Auto Feature Engineering helps to shorten the time required for data scientists to process and transform large-scale raw tabular datasets to ready-to-train features, reducing the necessity of human domain-specific knowledge to explore and identify new useful features, and thus enabling data scientists to be able to focus and iterate on the rest stages of the E2E AI pipelines more efficiently.
The workflow leverages Intel Auto-Feature-Engineering toolkit (codename: RecDP) to automatically transform raw tabular data to enriched useful new features on pluggable execution engine such as Pandas and Spark, with the capability of integrating 3rd party feature engineering primitives, and thus significantly improve developer productivity and efficiency.
Check out more workflow examples in the Developer Catalog.
Auto feature engineering targets to simplify Feature engineering process with enhanced performance via parallel data processing frameworks, automated data processing pipeline and built-in domain-specific feature engineering primitives. This repository provides an end-to-end workflow that automatically analyzes the data based on data type, profiles feature distribution, generates customizable feature engineering pipelines for the data preparation and executes the pipeline parallelly with different backend engines on Intel platform.
This workflow leverages the RecDP toolkits from Intel® End-to-End AI Optimization kit and the features can be used by both ML and DL models.
Steps explained:
- Feature profile: Analyze raw tabular dataset to infer original feature based on data type and generate FeatureList.

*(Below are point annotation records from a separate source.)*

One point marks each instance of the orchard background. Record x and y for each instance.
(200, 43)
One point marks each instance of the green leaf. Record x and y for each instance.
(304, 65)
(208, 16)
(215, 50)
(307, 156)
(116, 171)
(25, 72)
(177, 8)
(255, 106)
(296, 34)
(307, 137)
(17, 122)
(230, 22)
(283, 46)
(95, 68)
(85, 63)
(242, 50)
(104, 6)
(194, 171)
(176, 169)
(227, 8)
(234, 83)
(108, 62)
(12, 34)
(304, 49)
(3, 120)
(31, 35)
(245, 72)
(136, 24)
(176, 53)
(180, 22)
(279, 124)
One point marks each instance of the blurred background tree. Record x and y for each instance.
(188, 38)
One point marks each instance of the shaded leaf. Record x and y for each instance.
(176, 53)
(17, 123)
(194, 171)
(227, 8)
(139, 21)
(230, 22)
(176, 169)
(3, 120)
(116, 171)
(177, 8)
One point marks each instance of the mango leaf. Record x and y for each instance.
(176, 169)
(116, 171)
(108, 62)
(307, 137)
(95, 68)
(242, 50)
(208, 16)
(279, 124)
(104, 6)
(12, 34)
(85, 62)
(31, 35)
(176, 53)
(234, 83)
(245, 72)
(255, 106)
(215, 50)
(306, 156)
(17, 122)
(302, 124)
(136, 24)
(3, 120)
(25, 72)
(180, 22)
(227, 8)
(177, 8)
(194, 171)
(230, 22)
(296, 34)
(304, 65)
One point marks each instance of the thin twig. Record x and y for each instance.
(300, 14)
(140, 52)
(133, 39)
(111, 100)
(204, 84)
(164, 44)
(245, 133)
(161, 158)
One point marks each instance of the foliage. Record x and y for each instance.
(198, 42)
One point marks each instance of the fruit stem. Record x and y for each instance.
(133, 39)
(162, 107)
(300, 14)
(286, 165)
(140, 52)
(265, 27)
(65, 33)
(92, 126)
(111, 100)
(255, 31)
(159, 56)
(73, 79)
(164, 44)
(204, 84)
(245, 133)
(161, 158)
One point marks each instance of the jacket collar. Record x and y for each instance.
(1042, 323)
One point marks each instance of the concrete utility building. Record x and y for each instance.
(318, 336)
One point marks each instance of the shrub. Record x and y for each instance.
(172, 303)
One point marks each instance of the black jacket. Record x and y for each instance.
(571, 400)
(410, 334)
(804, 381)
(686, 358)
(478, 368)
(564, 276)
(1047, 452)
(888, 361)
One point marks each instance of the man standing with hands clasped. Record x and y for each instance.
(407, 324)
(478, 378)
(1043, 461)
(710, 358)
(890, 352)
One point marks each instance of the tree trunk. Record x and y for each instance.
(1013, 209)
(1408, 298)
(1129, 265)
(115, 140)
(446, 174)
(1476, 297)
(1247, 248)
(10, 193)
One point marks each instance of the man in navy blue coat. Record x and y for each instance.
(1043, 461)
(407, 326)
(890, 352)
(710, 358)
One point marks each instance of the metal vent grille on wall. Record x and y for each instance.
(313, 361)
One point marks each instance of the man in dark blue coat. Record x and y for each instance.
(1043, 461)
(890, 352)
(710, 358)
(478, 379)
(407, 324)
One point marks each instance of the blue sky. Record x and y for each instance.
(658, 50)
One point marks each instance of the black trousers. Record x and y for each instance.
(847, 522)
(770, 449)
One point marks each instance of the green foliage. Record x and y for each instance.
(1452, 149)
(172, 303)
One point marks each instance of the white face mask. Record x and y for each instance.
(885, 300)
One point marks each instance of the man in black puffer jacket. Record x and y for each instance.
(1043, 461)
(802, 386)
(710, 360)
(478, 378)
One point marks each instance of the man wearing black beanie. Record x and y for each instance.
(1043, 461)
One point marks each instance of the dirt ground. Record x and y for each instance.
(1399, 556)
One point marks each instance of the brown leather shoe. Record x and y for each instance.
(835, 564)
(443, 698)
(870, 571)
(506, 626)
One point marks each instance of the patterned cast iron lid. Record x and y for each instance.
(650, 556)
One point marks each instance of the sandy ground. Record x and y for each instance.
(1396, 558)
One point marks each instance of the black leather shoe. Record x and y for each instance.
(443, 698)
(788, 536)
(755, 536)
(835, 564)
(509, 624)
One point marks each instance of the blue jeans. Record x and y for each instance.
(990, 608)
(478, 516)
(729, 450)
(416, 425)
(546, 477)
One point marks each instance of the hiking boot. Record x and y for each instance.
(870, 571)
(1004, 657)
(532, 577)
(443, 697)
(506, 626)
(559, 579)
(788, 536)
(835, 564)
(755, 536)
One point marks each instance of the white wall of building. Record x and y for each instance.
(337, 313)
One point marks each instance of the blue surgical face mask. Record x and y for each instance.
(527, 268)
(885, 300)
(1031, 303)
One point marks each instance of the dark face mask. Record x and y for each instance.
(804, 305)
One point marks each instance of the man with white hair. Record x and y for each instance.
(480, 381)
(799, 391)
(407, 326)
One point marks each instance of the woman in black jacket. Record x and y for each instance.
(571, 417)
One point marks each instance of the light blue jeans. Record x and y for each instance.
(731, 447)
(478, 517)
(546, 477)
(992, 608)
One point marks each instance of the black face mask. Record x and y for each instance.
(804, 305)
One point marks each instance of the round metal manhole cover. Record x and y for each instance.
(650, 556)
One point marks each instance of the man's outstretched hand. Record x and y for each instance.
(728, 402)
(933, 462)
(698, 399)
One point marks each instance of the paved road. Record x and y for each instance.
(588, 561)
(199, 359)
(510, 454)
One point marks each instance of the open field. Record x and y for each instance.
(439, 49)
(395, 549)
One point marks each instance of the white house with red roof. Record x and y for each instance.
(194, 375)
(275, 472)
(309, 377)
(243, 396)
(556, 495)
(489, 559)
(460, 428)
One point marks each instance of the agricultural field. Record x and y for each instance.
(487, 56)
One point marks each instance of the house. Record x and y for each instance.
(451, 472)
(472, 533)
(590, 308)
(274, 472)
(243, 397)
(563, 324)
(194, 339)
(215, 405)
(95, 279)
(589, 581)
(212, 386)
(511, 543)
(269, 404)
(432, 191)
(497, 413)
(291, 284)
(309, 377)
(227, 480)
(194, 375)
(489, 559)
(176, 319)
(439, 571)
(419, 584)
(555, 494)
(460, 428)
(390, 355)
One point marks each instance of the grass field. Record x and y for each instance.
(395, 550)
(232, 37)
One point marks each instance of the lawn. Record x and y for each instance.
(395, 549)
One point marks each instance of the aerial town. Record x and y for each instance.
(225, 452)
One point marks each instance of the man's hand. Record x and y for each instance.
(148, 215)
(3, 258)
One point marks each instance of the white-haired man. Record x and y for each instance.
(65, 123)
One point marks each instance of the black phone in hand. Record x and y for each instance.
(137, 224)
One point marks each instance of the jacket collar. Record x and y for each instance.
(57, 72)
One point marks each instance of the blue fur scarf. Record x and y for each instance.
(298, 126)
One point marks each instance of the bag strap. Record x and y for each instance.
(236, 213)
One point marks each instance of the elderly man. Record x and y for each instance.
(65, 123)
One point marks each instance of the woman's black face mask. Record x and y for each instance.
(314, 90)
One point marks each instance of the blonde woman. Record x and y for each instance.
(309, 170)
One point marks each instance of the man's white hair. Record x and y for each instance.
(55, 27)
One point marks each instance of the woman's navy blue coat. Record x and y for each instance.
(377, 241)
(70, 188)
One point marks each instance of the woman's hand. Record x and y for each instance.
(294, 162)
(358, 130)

- Feature engineering: Use inferred FeatureList to generate Data Pipeline in Json/Yaml File format.
- Feature transformation: Convert Data Pipeline to executable operations and transform original features to candidate features with selected engine, currently Pandas and Spark were supported.
- Feature Importance Estimator: perform feature importance analysis on candidate features to remove un-important features, generate the transfomred dataset that includes all finalize features that will be used for training.
There are workflow-specific hardware and software setup requirements depending on how the workflow is run.
Name | Description |
---|---|
CPU | Intel® 1st, 2nd, 3rd, and 4th Gen Xeon® Scalable Performance processors |
Memory Size | >100 GB |
Disk Size | >300 GB |
Docker Version | 23.0.x |
Package | Version |
---|---|
Python | 3.8.10 |
Spark | 3.3.1 |
Pandas | 2.0.1 |
This workflow has been validated with Ubuntu 20.04 OS.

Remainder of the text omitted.